Confucius is perhaps the most influential of Chinese philosophers. His ideas about creating social and political harmony through good governance, proper human relations and individual moral development shape Chinese thought and history for many centuries.
Very little is known about his life, and most scholars attribute some of what is passed down as "known" to legend. He was born in the mid-6th century BCE in the state of Lu during the waning years of the Zhou dynasty. His name was Kong Qui, and was called Master Kong by his students. The name "Confucius" is a Latinized version of his name given to him by Western scholars.

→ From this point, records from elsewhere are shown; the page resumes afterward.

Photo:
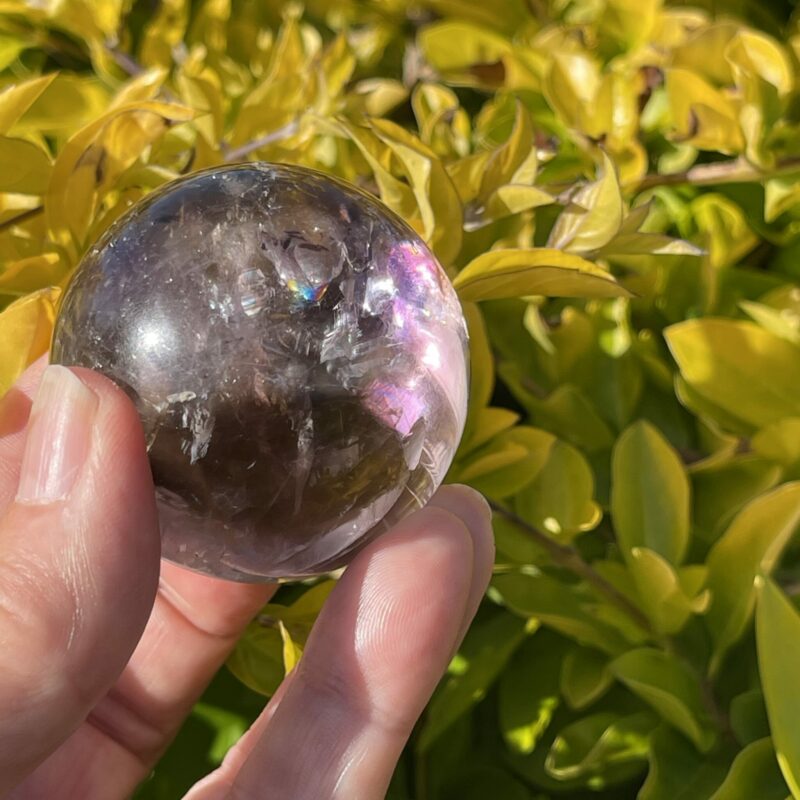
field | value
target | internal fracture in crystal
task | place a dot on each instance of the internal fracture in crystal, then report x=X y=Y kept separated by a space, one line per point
x=296 y=354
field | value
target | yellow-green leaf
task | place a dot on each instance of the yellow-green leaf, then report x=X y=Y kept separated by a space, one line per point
x=585 y=676
x=751 y=546
x=701 y=114
x=25 y=330
x=778 y=637
x=542 y=271
x=663 y=597
x=754 y=773
x=669 y=686
x=649 y=494
x=748 y=372
x=17 y=99
x=593 y=217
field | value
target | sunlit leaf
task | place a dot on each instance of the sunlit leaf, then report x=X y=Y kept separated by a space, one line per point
x=749 y=548
x=667 y=684
x=544 y=271
x=649 y=494
x=778 y=633
x=726 y=362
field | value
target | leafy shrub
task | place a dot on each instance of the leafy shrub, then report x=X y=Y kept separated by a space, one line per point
x=614 y=187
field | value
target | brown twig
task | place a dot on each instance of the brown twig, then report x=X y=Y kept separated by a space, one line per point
x=284 y=132
x=20 y=218
x=569 y=558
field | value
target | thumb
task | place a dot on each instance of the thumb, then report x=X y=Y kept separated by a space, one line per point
x=79 y=561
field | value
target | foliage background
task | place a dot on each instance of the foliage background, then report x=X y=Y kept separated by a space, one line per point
x=614 y=187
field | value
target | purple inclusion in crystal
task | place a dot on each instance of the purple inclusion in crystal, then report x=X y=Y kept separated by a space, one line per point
x=296 y=354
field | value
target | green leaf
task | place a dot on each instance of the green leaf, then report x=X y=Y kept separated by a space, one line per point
x=24 y=167
x=257 y=659
x=671 y=688
x=592 y=744
x=455 y=45
x=560 y=499
x=228 y=728
x=649 y=494
x=585 y=676
x=778 y=637
x=747 y=371
x=678 y=771
x=543 y=271
x=528 y=691
x=720 y=489
x=558 y=606
x=750 y=547
x=748 y=716
x=509 y=462
x=482 y=657
x=478 y=783
x=754 y=773
x=702 y=115
x=786 y=326
x=780 y=442
x=664 y=597
x=437 y=199
x=593 y=217
x=272 y=644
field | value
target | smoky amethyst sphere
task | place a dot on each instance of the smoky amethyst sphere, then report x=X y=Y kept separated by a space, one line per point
x=296 y=354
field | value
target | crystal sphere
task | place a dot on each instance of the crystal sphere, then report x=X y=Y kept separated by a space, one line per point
x=296 y=354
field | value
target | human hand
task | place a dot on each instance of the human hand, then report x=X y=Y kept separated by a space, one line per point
x=104 y=649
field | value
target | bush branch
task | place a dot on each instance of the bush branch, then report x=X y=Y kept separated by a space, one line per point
x=569 y=558
x=737 y=171
x=20 y=218
x=284 y=132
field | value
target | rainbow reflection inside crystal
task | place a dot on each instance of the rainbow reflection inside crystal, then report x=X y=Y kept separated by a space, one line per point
x=296 y=354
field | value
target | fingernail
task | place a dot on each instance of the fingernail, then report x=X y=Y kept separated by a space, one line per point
x=59 y=436
x=471 y=507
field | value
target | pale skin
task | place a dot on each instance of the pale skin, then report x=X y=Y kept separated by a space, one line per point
x=104 y=648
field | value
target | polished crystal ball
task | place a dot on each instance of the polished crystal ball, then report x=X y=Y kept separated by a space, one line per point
x=296 y=354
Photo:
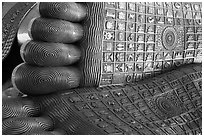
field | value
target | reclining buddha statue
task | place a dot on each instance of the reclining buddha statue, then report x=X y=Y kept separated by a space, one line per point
x=102 y=68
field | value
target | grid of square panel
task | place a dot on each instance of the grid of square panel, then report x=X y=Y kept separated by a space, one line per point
x=132 y=45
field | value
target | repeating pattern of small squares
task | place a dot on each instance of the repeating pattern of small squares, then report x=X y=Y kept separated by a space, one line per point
x=142 y=39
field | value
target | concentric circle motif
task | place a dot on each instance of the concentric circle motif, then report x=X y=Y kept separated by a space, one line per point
x=166 y=106
x=169 y=38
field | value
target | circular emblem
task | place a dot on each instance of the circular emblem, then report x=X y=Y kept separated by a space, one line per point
x=169 y=38
x=166 y=107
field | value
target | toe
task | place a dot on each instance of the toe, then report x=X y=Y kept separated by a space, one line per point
x=20 y=125
x=69 y=11
x=53 y=30
x=43 y=80
x=49 y=54
x=18 y=107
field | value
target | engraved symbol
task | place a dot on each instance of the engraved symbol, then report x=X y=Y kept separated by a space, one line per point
x=189 y=30
x=167 y=64
x=110 y=13
x=150 y=47
x=131 y=16
x=108 y=35
x=158 y=56
x=166 y=106
x=129 y=67
x=160 y=11
x=131 y=6
x=197 y=15
x=196 y=7
x=159 y=19
x=199 y=37
x=150 y=29
x=122 y=5
x=199 y=29
x=121 y=36
x=131 y=26
x=149 y=56
x=130 y=46
x=189 y=53
x=150 y=19
x=150 y=38
x=167 y=56
x=139 y=67
x=119 y=67
x=190 y=38
x=110 y=25
x=187 y=6
x=169 y=20
x=168 y=4
x=121 y=15
x=120 y=47
x=140 y=47
x=108 y=57
x=131 y=37
x=198 y=22
x=141 y=8
x=178 y=14
x=148 y=66
x=121 y=26
x=169 y=13
x=120 y=56
x=108 y=68
x=140 y=18
x=177 y=5
x=158 y=65
x=169 y=38
x=108 y=46
x=130 y=56
x=140 y=38
x=158 y=3
x=188 y=14
x=140 y=29
x=150 y=10
x=178 y=54
x=190 y=45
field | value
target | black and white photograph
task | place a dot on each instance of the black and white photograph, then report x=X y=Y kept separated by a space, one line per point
x=102 y=68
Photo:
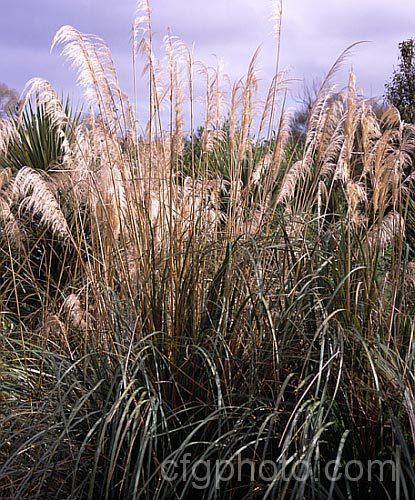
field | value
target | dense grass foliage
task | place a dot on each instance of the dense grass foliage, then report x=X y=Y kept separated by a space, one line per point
x=173 y=305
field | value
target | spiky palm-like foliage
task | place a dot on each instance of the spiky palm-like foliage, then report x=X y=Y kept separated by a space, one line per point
x=161 y=325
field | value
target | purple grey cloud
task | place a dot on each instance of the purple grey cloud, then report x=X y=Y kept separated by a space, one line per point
x=314 y=34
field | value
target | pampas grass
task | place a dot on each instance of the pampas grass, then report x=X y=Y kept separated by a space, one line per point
x=227 y=295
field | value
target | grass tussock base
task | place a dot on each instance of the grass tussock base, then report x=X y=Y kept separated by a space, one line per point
x=173 y=305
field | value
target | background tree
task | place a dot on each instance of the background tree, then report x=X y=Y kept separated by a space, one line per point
x=400 y=91
x=9 y=99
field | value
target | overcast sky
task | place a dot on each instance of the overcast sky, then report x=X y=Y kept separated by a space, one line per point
x=314 y=33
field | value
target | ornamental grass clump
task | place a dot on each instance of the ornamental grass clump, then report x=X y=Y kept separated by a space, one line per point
x=177 y=305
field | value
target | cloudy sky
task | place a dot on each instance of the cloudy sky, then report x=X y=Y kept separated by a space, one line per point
x=314 y=33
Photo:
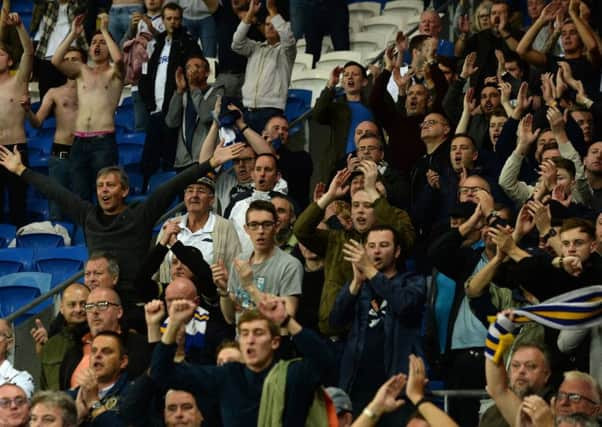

He held low-level government positions and sought for a high-ranking ruler to hire him as an advisor so that his ideas for achieving social and political harmony could be implemented. This never happened. So, he spent the rest of his life studying the classics of Chinese history and teaching his ideas to students.
Some of these teachings are found in an important text called The Analects, although others besides him contributed to this book as well. He is also credited by the tradition with authorship of the Five Classics of Confucianism, but most scholars do not find enough evidence to justify this claim.
He died in 479 BCE without having had any major influence on China during his lifetime; however, his teachings developed in the centuries after his death and came to prominence during the Han Dynasty, when they enjoyed imperial patronage. After another long period of dormancy, neo-Confucianism emerged in the 10th century and came to shape Chinese understandings of social and political life well into the 20th century.
No other philosopher rivals him in terms of long-term influence in Chinese religion and history.